In a faculty meeting held on Tuesday, April 4, President Michael Elliott and Dean and Provost of Faculty Catherine Epstein led discussions surrounding impending budget cuts, student mental health and skill levels relative to those observed before the pandemic, and a number of other topics.
In light of anticipated 15 percent budget cuts for all college departments in the 2024 fiscal year — beginning in July — Epstein communicated to faculty the areas where they could cut spending, and encouraged them to be more thoughtful when requesting services from staff. Epstein said that staff are already being told to plan for the impending decrease in funds and resources and reduce programming accordingly.
“Please know that staff are really worried about what happens when they say no to faculty,” Epstein told faculty. “Please consider the power relations or positionality involved when you ask staff to do things.”
According to Epstein, the college can expect less social programming across campus next year as part of decreased spending. Additionally, the registrar’s office will continue to send graduating students their individual diplomas in the mail following Commencement, and hand each graduate a generic ceremonial stand-in during the ceremony. The practice, initially adopted in 2020 for hygienic purposes, makes the jobs of registrar staff less stressful and time-consuming, Epstein explained.
Epstein emphasized the importance of restoring trust between college employees and the administration, which has apparently dwindled coming out of pandemic restrictions with the launch of Workday and various understaffed departments.
“I urge everyone to take every opportunity that you can to get to know your colleagues, both faculty and staff,” she said. “When we rebuild our community, we will have more accountability.”
The college administration had previously announced that, in light of the cuts, no new staff positions will be created in the 2024 fiscal year and that the hiring process for vacant positions will be stricter moving forward.
But at the April 4 meeting, Professor of Economics Jessica Reyes — citing Elliott’s commitment at a Feb. 7 faculty meeting to only fill positions “critical to the college’s mission” for the next 18 months — questioned whether this new ethos was honored when two open positions for assistant football coaches were posted in an email to faculty from the office of Human Resources.

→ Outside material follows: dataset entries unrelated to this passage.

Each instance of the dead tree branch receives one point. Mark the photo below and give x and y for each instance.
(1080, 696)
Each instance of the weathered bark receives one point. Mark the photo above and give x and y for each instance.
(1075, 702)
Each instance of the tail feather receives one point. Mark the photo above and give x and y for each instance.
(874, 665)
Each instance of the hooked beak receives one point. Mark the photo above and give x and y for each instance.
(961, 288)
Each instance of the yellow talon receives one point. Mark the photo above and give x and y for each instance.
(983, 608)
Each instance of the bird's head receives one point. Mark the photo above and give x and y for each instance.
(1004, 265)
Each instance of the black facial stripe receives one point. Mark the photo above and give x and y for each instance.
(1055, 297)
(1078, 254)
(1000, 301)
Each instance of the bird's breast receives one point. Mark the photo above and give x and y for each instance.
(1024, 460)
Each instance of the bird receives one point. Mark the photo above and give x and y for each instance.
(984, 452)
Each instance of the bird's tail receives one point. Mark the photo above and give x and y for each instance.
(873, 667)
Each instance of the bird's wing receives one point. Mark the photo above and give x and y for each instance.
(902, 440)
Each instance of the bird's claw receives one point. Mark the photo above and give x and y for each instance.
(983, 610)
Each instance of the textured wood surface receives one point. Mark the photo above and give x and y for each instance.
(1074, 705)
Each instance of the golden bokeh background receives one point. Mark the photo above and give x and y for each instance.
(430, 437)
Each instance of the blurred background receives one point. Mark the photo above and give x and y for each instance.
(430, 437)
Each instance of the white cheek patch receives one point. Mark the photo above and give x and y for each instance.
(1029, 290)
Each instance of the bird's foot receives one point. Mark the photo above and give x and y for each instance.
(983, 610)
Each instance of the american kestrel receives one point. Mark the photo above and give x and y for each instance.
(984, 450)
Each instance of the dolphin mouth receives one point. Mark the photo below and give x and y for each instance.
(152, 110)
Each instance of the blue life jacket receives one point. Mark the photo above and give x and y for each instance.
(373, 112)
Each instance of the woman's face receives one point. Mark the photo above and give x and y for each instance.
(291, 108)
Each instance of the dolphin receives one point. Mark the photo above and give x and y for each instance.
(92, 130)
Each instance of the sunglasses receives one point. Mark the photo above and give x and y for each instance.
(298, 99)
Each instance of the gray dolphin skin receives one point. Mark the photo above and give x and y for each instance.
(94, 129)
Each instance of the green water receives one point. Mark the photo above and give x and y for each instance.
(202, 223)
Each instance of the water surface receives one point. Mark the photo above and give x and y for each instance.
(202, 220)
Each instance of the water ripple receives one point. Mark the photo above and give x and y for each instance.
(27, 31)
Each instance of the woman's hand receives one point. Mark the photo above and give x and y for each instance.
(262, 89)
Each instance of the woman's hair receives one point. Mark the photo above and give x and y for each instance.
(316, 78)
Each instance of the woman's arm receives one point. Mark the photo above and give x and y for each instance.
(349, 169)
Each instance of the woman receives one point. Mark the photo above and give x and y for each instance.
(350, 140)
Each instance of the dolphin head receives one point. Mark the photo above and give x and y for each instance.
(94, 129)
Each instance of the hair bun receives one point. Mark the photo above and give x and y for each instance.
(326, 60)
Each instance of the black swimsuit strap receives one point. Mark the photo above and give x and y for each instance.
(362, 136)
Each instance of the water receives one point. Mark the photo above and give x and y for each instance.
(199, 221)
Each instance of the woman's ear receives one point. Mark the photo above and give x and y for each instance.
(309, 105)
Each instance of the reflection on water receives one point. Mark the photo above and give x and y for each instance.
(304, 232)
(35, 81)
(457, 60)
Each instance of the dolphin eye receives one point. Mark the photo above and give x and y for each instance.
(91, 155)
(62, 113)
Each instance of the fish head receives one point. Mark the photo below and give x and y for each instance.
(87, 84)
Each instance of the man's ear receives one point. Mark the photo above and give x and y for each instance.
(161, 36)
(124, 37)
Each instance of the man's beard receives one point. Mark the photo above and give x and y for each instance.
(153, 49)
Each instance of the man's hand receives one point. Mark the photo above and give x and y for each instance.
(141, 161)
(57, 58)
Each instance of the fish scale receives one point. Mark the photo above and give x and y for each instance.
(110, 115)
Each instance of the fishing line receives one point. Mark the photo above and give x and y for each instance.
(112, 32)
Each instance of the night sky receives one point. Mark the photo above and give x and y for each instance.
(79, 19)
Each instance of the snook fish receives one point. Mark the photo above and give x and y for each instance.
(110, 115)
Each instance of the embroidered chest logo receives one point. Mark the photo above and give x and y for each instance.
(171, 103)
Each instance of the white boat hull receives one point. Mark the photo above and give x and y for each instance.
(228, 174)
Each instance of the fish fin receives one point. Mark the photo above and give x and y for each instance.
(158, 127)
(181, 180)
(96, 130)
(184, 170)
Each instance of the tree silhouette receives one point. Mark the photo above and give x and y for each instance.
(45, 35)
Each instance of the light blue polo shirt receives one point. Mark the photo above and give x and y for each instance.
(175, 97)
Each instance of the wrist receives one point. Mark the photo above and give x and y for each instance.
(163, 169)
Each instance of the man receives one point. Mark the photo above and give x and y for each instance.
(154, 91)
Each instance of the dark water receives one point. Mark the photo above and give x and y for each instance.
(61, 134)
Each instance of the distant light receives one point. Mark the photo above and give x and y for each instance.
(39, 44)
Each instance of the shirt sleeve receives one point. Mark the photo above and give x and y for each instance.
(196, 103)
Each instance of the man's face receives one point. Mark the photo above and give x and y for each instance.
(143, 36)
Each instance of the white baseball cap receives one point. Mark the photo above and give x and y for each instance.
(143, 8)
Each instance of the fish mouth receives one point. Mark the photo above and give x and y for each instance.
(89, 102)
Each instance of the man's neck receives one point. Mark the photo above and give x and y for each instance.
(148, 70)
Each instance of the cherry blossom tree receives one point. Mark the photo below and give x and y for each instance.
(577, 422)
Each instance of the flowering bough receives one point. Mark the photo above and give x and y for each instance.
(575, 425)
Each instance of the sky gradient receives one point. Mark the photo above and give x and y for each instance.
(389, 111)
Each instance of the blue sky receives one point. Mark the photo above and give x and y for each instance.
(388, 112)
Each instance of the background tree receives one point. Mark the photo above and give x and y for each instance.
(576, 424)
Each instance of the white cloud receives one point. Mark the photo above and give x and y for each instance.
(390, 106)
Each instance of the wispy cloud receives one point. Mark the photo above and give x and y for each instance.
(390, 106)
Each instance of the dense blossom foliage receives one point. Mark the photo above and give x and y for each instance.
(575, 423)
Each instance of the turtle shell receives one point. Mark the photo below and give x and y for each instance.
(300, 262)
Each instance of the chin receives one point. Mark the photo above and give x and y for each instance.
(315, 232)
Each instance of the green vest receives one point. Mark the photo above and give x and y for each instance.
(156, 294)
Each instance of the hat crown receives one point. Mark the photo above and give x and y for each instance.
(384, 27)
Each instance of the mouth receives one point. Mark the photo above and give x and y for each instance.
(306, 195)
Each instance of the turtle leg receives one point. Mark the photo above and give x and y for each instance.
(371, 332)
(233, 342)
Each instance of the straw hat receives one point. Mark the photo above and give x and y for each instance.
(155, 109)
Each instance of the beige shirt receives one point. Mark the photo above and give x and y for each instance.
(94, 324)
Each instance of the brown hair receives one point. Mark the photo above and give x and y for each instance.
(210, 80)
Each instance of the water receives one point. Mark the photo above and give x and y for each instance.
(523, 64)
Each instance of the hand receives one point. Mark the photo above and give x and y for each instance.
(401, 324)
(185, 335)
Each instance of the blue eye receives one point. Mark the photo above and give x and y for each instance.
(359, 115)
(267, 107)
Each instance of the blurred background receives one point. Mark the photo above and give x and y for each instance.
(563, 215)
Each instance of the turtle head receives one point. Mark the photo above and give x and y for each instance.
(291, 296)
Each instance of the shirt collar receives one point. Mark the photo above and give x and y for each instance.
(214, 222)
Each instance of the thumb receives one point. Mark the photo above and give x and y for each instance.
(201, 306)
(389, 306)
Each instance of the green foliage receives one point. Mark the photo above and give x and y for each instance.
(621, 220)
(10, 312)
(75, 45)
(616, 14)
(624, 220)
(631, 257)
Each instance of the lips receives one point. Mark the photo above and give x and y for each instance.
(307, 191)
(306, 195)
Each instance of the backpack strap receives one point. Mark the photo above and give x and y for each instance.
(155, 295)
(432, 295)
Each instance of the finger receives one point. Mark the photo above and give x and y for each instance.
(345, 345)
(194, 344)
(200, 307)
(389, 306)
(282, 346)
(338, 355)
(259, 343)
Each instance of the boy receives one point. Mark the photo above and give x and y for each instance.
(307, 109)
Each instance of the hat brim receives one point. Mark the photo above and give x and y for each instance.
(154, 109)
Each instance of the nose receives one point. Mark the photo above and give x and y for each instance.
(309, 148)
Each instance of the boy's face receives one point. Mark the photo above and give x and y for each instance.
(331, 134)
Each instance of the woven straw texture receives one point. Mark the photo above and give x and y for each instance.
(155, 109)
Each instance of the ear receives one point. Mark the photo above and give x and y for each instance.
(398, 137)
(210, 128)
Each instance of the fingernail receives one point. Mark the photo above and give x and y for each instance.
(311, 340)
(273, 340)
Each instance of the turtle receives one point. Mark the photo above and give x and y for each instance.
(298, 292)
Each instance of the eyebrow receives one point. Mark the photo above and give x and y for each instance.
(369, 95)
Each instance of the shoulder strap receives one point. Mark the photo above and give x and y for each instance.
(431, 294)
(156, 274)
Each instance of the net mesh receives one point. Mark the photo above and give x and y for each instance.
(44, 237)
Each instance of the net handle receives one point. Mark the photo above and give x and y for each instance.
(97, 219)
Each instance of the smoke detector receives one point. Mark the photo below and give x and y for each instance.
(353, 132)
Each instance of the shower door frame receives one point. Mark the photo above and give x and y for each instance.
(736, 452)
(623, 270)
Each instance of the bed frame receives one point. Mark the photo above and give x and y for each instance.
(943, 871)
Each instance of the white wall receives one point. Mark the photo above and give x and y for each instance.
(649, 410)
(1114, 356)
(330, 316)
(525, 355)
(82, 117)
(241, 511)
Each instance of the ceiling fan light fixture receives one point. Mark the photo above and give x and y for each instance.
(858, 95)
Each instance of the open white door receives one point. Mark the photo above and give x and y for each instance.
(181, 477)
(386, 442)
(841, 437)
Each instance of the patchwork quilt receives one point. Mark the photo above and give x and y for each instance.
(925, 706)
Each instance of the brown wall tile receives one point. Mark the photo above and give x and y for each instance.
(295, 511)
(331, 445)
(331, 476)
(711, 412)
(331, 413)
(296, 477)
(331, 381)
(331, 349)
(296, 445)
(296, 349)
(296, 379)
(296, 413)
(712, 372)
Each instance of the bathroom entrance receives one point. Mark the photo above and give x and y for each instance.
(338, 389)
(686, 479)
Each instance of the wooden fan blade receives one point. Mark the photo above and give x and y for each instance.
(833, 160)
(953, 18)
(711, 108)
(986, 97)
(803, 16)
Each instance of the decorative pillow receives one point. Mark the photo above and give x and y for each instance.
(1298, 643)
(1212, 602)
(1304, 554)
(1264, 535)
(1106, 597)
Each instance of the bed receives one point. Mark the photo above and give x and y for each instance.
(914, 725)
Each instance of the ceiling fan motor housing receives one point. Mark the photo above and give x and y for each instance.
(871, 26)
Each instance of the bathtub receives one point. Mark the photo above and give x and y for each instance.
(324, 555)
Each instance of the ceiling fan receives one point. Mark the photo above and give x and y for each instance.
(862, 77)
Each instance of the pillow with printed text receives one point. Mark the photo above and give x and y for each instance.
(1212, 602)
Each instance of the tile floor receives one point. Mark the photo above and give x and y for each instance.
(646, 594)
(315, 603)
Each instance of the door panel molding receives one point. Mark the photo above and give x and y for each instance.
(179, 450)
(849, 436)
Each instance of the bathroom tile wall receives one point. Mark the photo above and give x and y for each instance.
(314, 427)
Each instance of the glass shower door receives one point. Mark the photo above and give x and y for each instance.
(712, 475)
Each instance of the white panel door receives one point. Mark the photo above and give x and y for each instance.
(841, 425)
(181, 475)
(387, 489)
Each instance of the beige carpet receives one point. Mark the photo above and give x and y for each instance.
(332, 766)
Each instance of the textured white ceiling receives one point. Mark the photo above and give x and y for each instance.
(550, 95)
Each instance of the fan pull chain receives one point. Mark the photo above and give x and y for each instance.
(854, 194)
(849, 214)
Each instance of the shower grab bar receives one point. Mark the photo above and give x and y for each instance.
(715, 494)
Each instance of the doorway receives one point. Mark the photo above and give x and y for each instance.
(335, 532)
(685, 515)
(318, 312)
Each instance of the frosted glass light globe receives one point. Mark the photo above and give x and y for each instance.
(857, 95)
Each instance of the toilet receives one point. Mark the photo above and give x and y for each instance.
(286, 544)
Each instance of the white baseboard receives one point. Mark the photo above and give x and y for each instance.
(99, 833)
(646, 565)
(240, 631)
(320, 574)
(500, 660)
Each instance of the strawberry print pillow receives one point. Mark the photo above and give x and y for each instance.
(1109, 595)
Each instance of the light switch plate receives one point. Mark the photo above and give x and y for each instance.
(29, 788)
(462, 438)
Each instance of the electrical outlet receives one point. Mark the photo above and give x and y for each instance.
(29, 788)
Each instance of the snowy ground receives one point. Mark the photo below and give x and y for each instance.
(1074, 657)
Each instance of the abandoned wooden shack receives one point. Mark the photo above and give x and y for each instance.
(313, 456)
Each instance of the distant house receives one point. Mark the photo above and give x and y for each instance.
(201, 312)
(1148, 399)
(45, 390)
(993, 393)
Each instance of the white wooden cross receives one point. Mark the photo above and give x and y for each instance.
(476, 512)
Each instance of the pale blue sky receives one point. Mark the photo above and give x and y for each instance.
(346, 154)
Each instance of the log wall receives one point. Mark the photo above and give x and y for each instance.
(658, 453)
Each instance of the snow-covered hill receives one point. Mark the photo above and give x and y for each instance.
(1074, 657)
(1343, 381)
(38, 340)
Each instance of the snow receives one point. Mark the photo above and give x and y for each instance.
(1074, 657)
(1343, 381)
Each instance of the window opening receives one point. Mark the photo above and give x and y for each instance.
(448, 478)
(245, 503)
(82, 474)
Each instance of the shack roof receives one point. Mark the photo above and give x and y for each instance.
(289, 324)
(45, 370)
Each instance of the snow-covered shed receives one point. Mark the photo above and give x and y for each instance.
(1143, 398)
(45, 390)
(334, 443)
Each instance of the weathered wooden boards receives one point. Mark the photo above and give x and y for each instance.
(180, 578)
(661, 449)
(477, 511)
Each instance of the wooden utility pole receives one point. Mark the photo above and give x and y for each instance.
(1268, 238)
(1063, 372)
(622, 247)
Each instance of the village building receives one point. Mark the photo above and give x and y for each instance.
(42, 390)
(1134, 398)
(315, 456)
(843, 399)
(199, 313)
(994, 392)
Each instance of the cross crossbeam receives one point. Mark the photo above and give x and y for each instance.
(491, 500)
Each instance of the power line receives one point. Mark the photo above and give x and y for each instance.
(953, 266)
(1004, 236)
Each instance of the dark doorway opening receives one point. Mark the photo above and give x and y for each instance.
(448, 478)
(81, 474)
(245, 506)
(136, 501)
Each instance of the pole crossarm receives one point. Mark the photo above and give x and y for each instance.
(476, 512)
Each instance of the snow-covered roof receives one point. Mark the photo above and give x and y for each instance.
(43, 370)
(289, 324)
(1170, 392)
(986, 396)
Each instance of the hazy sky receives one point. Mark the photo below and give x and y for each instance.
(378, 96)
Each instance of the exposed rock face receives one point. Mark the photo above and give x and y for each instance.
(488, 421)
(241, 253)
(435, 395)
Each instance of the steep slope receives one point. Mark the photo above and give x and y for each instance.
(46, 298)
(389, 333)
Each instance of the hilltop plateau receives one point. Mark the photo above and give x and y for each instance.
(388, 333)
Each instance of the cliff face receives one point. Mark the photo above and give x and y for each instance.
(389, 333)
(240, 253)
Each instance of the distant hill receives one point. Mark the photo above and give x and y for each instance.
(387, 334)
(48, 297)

“Athletics does not appear in the mission statement,” Reyes said. “How could a wide receiver coach possibly be core to the college’s mission?”
She said this question went unanswered in a letter to the Faculty and Executive Committee (FEC); she prompted Elliott and Epstein for an answer during the meeting. Among Reyes’s other requests for the FEC was a moratorium on “such redundant athletic positions” until the college’s “core mission” is met.
In response, a representative from the FEC said that the funding for assistant coach positions can only be used for such positions, but that the broader question remains whether athletics is core to the college’s mission in light of reduced spending.
Another concern, brought up by Professor of Biology Josef Trapani, was about how professors can support students through mental health struggles continuing out of the pandemic. He requested more programming to help students navigate anxiety levels in the classroom, citing students’ apparent inability to sit through class without “leaving for long periods of time,” which roused knowing laughter from the room.
“It would help to know that there are legitimate reasons why that's happening,” he said. “I have to imagine that there's valid reasons why they can't sit through class.”
Professor of German Christian Rogowski read a eulogy for Professor of German Donald White, who died in December, followed by a moment of silence in his honor.
Other announcements from Elliott included the hiring of a new chief financial and administrative officer from Middlebury College, Michael Thomas, who had begun his work at Amherst a week prior to the meeting.
Elliott also commented on his and President of AAS Sirus Wheaton’s “State of the College” addresses, an event with low student turnout. Elliott said that Wheaton commented on his experience with last semester’s impeachment trial with “grace and humility,” which he contrasted to that of “other national figures.”
Correction, April 18, 2023: An earlier version of this article mistakenly referred to the college's new chief financial and administrative officer by the wrong name. His name is Michael Thomas.